Editor as news gatherer

Editor as news gatherer

: I think we’re getting ready to define a new job description of the journalist.

One of my favorite soundbites — oh, I got a million of ’em — is that we in the press need to think of ourselves not just as news creators but also as news gatherers, collecting news from inside and outside our newsrooms and sharing it wherever, whenever, and however people want.

Or to say it in another obnoxious soundbite: We need to stop being controllers and start being enablers.

I read Stephen Baker’s post on the Businessweek Blogspotting blog recounting lunch at a Korean restaurant (note outsourcing irony) with a media exec who argued that we will soon the rise of a new kind of newsperson. They see it as a new kind of reporter.

I think it’s a new kind of editor who gathers and sifts and vets and shares and guides and goads — and does all that not just with beat reporters but with beat citizens: readers turned writers.

Baker and lunchmate think these people will be higher paid because of their multimedia skills. As editors, that may be true (though multimedia skills are today the birthright of the young: no big deal). As reporters, I think, however, that there will not be a scarcity of talent and eagerness out there — witness the blogs — and so payment for reporting could decline. From their lunch:

He said that the day of the classic “beat reporter,” is coming to an end. Replacing the legions of beat reporters banging out their stories in newsrooms, he predicts, will be a far smaller group of so-called multimedia journalists. These people will be higher paid. They will know how to harvest the knowledge of experts and citizen reporters alike, and will fashion new journalistic products out of various media. They will have entrepreneurial skills and many will create their own brands….

In many ways, the trend he described to me (as we struggled with metallic chop sticks in a Korean eatery) mirrors what is happening in the software industry. There, many of the commodity jobs are moving offshore. The winners are those who can put together entire projects, who know how to manage cross-cultural teams, who understand the business and can deal with customers.

More and more, the winners in the industries I’m seeing are those who–inside or outside a company–can run their own show.

(Cue quotes from Tom Friedman’s The World Is Flat.)

: So imagine the job description of a real city editor of the near future. Duties include:

1. Aggregate, organize, and highlight the best of newsroom and citizen media: good reporting, good story ideas, new viewpoints, public pulse points.

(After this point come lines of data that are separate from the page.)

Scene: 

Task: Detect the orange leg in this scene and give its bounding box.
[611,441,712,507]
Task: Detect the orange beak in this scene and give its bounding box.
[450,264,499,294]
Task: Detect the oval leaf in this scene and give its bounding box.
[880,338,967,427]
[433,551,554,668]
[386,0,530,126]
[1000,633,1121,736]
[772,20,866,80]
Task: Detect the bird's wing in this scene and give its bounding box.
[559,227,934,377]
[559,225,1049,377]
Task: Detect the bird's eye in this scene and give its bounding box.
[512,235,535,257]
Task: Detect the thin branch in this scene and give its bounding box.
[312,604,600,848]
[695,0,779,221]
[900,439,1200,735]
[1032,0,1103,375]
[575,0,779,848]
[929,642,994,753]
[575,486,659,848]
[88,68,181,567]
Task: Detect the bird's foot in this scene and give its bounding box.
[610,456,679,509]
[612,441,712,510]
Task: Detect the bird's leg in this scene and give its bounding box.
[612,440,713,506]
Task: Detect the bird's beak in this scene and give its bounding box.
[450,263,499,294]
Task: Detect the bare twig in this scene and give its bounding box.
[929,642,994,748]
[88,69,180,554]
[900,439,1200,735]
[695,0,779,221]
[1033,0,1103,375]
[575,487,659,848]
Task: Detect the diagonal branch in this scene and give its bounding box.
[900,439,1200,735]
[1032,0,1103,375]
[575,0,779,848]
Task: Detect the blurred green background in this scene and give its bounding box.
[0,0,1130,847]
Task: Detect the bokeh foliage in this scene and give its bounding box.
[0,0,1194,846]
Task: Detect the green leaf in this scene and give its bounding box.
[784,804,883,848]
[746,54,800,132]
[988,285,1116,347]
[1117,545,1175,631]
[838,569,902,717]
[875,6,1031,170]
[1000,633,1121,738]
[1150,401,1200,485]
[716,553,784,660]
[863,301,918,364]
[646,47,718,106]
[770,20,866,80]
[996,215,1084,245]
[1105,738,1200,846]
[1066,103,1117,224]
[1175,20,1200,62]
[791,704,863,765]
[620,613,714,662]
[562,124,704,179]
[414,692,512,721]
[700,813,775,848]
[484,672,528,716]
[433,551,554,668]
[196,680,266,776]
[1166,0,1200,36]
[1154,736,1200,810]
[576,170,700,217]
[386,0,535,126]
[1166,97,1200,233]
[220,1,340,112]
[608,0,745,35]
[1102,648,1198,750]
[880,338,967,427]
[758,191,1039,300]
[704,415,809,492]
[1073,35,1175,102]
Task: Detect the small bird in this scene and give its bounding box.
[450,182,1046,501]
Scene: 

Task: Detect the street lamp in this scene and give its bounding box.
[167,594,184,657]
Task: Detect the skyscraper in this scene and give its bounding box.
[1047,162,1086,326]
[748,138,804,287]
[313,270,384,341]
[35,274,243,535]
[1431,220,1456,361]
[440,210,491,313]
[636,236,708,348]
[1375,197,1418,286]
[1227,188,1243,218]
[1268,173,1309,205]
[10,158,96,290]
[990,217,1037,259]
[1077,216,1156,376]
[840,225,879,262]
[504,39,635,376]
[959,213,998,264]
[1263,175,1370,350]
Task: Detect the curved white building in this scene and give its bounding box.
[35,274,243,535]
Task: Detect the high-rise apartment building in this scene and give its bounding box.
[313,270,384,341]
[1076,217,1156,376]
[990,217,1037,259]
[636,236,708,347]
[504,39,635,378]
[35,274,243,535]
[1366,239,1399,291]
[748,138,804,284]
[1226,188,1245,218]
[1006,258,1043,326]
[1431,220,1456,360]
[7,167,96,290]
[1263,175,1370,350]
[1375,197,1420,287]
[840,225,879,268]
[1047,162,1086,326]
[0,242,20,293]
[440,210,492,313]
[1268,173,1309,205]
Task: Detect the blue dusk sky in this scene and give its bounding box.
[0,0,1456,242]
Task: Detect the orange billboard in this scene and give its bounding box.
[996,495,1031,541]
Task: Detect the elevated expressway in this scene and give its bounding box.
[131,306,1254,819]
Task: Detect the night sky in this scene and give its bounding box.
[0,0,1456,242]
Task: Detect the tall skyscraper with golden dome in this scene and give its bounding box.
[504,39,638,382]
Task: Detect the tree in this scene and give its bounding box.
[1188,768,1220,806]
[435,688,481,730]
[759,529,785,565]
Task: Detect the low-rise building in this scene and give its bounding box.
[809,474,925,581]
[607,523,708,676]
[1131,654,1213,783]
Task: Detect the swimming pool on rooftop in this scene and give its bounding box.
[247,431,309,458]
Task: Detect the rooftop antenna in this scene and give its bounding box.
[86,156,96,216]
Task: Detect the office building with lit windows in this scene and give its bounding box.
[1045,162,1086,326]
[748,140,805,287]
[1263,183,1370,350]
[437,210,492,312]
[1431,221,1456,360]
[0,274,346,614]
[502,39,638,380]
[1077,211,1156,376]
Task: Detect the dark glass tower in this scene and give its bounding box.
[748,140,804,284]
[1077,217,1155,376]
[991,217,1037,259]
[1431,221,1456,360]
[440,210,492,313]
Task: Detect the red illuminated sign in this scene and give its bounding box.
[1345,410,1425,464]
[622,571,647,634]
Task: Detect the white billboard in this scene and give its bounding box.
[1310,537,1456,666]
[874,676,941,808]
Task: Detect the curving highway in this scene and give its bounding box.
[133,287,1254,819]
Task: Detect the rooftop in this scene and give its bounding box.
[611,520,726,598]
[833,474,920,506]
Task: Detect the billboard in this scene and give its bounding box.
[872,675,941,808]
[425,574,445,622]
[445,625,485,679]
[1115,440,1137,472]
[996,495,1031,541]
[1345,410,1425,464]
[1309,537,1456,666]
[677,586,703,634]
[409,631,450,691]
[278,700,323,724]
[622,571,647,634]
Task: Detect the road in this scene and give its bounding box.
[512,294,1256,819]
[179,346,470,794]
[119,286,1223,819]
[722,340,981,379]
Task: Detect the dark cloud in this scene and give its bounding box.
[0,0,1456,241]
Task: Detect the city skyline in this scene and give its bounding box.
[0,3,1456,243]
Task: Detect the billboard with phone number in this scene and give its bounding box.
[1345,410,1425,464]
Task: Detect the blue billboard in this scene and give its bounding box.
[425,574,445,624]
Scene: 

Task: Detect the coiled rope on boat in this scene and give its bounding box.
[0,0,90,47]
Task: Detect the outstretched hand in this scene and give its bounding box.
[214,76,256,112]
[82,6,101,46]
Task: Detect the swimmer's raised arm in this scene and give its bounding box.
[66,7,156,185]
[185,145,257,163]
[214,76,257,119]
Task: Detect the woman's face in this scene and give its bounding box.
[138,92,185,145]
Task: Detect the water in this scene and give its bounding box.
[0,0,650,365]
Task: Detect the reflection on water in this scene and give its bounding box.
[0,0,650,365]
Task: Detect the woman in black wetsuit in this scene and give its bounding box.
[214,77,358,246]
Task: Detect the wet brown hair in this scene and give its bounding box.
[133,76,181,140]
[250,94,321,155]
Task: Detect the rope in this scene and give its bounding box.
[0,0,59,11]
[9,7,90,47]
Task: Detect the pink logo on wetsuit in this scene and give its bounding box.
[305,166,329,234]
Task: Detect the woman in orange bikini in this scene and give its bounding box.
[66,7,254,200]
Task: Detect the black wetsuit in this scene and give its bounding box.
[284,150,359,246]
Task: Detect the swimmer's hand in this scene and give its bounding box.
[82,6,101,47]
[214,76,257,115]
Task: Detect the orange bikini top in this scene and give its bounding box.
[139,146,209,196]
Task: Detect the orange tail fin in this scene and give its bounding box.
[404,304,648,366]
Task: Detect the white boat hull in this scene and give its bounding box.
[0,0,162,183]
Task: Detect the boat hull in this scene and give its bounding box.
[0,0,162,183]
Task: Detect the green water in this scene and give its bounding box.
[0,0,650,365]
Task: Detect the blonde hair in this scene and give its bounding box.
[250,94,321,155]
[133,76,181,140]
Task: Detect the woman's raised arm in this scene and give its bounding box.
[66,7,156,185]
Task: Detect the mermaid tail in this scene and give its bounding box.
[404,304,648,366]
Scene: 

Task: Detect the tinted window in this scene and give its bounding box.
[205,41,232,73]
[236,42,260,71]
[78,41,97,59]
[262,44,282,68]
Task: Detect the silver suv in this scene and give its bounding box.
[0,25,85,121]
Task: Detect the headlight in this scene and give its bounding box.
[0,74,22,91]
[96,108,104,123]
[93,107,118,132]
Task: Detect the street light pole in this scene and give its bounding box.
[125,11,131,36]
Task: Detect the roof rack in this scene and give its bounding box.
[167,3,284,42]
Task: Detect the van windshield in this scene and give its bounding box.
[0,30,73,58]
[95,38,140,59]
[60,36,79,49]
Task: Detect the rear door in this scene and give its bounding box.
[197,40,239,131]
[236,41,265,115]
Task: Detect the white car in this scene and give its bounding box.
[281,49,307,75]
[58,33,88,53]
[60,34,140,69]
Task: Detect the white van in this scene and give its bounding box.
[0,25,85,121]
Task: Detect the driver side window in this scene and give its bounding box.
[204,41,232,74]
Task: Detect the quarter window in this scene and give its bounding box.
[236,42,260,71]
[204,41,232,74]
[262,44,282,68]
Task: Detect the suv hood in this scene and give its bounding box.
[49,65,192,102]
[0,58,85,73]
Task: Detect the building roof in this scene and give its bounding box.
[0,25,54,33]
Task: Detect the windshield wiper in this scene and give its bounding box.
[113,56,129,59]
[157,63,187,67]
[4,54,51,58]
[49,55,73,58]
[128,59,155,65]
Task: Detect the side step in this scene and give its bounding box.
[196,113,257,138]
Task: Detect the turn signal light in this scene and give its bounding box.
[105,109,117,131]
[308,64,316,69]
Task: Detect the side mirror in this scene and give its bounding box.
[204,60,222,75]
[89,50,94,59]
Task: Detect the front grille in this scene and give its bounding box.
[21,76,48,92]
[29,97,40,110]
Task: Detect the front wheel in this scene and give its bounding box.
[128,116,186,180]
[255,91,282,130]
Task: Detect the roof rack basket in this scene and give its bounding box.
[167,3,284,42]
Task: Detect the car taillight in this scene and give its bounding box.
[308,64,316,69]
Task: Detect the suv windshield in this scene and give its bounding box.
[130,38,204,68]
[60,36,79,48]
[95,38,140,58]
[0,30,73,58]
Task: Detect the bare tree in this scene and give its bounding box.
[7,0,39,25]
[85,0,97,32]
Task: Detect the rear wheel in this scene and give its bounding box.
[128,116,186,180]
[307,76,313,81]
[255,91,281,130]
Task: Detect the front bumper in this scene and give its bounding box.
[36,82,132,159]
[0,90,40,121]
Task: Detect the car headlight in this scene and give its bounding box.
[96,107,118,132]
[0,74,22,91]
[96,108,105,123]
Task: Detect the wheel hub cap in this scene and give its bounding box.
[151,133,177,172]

2. Make assignments inside and outside the newsroom: You need someone to cover a school-board meeting where there’s a controversy brewing, you might allocate one of your staff reporters. For another meeting, you might go out to bid with citizen information entrepreneurs, picking someone who has your trust because she has training and a track record. For another meeting, you know that the event will be covered by citizens anyway — some with a stated viewpoint — and you’ll aggregate those. But you’ll make sure that what needs to be covered gets covered. The insiders will be on salary. The outsiders may get a payment or may be part of your company’s ad network or may just get promotion that benefits them when they sell the ads.

3. Identify, train, and support reporting talent: What you have done in the newsroom, you will need to do outside. You will find promising and motivated citizen reporters and put the best into a company training program — or take the best from journalism schools that now serve the industry and the public with citizen training. On an ongoing basis, you will work with this distibuted reporting base to improve their work. You won’t be able to edit every line of every report to which you link, but you will try to educate them — and earn their respect as they earn yours.

4. Share news anywhere, anytime, in any medium: You will package and enable news gatherers to share news as it happens in and through any appropriate medium — text, photo, audio, video, conversation, shared resources.

5. Converse: It’s important to stay in conversation with the community: Get out, meet people, read their blogs, read their comments, respond to them, be a member of the community.

Come to think of it, I know such a journalist. She’s called the Barista.